The demise of Club Volens-Nolens (which means “willy-nilly” in Latin) was due to what is usually called “internal differences”—some of us thought we had made too many compromises: the slide down the slippery slope of bourgeois mediocrity (the socialist version) had clearly begun when we gave up the stray dogs with flashlights. Before we called it all off, we contemplated having stray dogs, this time rabid, for the closing night.
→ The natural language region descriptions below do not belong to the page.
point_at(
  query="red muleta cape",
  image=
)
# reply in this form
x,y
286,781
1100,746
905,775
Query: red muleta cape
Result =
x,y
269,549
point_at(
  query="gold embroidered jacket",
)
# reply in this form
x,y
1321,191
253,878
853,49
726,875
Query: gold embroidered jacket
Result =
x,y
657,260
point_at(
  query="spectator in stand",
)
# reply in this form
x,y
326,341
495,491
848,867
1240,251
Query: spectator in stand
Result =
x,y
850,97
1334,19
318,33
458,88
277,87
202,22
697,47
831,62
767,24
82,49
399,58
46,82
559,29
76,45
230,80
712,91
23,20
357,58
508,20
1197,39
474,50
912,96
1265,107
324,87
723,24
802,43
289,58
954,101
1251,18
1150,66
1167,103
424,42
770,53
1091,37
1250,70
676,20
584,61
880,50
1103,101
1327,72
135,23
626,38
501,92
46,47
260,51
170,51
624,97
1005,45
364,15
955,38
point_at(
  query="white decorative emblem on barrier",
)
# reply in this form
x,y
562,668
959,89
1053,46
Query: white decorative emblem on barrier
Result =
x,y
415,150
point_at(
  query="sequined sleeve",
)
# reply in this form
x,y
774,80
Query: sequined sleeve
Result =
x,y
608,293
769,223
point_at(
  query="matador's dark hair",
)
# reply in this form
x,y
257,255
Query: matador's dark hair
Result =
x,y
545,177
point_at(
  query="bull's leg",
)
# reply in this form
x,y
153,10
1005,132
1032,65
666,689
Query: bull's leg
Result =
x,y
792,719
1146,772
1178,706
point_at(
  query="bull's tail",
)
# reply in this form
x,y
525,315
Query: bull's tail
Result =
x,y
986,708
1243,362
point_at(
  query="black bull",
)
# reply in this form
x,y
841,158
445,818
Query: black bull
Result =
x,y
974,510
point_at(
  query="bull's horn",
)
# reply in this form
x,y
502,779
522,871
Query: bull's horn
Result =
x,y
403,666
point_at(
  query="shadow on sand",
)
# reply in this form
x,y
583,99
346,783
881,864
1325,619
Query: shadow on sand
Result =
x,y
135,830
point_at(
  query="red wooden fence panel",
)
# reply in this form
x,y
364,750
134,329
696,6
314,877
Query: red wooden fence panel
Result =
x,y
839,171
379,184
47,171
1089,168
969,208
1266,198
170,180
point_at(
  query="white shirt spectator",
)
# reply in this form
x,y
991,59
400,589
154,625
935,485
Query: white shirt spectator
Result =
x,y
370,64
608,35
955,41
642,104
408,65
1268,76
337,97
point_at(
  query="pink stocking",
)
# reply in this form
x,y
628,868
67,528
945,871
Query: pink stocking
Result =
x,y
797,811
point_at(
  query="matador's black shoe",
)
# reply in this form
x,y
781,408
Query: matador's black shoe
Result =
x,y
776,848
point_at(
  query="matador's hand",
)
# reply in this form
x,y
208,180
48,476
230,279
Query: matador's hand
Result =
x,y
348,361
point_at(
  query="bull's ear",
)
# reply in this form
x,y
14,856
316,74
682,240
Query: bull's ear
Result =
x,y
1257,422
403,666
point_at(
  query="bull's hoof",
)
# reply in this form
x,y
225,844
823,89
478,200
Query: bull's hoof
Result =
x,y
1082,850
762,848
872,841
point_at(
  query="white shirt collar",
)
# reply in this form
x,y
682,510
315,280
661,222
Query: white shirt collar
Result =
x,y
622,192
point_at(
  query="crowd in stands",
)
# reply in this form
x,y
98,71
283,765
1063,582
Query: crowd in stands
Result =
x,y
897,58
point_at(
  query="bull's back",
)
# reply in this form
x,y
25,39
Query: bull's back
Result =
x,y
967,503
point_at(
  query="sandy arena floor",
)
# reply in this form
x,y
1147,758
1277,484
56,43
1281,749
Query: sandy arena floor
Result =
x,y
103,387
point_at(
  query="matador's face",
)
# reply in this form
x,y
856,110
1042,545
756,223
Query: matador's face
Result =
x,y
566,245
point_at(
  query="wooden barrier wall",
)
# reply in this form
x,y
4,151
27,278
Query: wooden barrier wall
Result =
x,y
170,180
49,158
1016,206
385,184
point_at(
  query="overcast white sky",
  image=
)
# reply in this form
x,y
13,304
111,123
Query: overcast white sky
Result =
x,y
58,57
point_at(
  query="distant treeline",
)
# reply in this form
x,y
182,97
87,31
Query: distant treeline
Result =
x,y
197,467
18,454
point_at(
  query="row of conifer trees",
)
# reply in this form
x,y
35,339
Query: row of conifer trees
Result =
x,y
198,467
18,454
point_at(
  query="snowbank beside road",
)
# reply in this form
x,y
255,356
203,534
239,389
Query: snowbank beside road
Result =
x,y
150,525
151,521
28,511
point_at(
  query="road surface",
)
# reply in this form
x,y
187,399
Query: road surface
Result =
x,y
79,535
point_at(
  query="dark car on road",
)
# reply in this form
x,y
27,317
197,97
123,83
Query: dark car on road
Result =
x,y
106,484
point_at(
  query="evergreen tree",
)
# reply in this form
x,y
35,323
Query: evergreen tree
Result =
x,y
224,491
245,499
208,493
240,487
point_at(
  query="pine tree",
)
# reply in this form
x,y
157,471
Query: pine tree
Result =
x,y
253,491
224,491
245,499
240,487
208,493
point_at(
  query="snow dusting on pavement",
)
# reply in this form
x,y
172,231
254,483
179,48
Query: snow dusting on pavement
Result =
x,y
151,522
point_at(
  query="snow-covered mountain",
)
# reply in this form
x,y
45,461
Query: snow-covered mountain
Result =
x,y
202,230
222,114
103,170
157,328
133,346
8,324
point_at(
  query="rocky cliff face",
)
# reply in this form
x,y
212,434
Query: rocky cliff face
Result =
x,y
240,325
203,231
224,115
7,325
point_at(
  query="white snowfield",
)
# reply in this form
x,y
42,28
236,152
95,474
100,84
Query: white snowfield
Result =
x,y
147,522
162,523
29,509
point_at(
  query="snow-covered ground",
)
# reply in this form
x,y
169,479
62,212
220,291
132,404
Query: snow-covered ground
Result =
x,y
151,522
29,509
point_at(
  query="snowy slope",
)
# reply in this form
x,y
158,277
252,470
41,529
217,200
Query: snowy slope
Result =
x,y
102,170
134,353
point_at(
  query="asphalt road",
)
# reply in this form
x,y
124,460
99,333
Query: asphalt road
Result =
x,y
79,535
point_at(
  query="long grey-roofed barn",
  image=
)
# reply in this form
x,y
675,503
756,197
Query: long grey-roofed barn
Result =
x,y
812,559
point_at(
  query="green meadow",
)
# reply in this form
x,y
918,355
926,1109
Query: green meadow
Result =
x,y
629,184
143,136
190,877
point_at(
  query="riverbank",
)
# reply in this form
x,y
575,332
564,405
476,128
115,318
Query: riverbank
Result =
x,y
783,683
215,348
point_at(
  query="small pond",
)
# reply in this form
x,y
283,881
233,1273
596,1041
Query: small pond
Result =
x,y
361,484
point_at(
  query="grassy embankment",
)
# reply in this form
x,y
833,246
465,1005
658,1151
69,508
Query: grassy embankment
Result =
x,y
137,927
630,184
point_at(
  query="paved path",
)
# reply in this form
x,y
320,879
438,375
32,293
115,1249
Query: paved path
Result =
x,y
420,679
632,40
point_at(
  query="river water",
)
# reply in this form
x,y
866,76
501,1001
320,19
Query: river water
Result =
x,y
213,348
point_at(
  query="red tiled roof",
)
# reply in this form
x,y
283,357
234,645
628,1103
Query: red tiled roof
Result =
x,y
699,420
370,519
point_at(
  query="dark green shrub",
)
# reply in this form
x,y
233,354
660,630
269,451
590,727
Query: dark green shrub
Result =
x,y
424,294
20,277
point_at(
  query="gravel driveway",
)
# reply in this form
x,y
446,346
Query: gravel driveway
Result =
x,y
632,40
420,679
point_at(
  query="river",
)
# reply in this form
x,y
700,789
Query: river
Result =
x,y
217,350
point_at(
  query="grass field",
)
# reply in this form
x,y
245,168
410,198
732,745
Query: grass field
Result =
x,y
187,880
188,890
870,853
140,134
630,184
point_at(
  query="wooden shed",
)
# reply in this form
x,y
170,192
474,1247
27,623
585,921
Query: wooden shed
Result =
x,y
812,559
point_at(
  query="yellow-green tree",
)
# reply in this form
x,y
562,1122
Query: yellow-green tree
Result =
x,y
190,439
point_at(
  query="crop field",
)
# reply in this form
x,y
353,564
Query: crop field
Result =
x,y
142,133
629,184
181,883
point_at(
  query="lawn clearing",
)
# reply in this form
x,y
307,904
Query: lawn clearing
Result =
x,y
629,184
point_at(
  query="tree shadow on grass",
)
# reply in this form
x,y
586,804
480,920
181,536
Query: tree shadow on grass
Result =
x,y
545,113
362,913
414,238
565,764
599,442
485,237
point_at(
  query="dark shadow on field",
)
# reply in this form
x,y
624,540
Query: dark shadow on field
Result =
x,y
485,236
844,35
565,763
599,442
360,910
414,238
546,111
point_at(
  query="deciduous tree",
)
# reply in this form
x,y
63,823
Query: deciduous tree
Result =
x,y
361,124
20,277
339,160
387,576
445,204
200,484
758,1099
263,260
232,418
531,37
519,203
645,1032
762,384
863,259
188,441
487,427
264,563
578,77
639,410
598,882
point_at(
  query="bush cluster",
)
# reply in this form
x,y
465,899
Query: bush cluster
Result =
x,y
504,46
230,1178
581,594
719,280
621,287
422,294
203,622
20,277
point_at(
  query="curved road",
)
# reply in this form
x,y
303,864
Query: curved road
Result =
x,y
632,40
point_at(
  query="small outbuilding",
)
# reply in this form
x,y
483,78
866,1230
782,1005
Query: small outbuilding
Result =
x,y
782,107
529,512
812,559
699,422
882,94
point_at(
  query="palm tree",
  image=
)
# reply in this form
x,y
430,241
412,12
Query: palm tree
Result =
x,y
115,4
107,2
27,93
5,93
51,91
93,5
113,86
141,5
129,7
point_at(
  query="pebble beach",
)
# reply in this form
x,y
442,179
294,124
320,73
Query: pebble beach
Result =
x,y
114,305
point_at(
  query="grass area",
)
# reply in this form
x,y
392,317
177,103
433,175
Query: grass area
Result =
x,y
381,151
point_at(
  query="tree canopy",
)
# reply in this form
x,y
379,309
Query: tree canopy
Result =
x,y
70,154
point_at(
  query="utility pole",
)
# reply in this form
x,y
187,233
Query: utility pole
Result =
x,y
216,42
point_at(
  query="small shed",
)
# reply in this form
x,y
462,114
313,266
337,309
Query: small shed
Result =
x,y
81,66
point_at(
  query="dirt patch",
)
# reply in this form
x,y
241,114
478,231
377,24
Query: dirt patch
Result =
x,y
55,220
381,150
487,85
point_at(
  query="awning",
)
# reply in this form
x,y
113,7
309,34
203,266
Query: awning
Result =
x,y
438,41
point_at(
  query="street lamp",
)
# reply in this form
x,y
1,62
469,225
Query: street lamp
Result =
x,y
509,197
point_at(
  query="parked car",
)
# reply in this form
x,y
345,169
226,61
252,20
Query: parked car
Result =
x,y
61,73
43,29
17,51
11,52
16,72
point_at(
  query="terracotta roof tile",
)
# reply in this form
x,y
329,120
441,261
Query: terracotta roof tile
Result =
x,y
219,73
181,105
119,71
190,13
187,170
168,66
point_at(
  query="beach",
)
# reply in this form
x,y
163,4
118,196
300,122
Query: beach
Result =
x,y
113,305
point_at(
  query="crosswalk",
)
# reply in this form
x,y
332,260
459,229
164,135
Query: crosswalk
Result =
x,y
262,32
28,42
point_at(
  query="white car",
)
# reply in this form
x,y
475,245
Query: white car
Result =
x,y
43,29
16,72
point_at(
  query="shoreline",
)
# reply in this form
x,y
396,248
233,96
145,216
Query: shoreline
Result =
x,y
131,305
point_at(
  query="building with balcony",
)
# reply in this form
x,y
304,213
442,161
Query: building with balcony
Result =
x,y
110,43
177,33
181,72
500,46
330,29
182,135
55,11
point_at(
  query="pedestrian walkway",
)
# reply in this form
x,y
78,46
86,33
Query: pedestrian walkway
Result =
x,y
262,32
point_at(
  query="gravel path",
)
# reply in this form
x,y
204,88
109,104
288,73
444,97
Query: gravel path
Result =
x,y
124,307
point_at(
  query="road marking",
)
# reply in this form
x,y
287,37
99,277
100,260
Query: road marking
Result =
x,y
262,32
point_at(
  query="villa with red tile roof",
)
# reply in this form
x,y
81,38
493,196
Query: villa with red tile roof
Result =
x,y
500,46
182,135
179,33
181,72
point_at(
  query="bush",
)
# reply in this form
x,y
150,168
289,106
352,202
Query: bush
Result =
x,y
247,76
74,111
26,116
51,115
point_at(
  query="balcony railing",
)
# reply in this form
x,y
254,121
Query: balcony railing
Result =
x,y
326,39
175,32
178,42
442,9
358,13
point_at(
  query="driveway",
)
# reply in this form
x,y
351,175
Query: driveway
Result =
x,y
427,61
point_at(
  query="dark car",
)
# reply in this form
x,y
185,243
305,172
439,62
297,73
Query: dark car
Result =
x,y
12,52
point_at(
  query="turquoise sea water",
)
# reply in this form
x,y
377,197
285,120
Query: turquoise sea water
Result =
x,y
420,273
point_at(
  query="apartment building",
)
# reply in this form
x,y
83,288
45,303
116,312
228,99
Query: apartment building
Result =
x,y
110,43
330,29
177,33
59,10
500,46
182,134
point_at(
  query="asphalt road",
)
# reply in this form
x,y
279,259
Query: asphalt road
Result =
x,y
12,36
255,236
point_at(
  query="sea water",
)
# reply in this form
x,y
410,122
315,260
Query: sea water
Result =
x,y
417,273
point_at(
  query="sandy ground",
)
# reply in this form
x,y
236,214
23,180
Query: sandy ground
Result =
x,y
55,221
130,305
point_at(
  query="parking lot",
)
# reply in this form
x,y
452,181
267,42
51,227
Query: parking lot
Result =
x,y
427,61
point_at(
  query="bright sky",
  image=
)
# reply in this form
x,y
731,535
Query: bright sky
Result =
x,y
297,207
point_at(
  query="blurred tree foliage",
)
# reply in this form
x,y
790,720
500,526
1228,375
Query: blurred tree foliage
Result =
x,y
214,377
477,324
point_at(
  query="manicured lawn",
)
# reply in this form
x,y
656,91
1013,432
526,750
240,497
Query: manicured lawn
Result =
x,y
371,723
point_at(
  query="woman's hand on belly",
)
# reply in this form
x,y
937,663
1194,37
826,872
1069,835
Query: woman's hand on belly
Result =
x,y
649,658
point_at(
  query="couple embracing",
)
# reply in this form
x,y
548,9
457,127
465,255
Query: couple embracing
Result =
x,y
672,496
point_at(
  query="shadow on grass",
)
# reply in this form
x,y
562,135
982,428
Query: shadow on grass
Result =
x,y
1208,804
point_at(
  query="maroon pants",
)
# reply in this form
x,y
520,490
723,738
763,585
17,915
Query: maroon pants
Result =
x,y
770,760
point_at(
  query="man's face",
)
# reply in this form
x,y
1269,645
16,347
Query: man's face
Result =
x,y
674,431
But Club Volens-Nolens went out with a whimper, rather than a mad bark.
After the demise, we sank back into general ennui. I busily wrote self-pitying poetry, eventually accumulating about one thousand dreadful poems, the subject of which flip-flopped between boredom and meaninglessness, with a dash of hallucinatory images of death and suicide. Like many young people raised in the comforts of socialism, I was a nihilist and living with my parents. I even started thinking up an Anthology of Irrelevant Poetry, sensing that it was my only hope of ever getting anthologized. Isidora was willing to do it, but nothing came of it, although there was a world of irrelevant poetry everywhere around us. There was nothing to do, and we were quickly running out of ways to do it.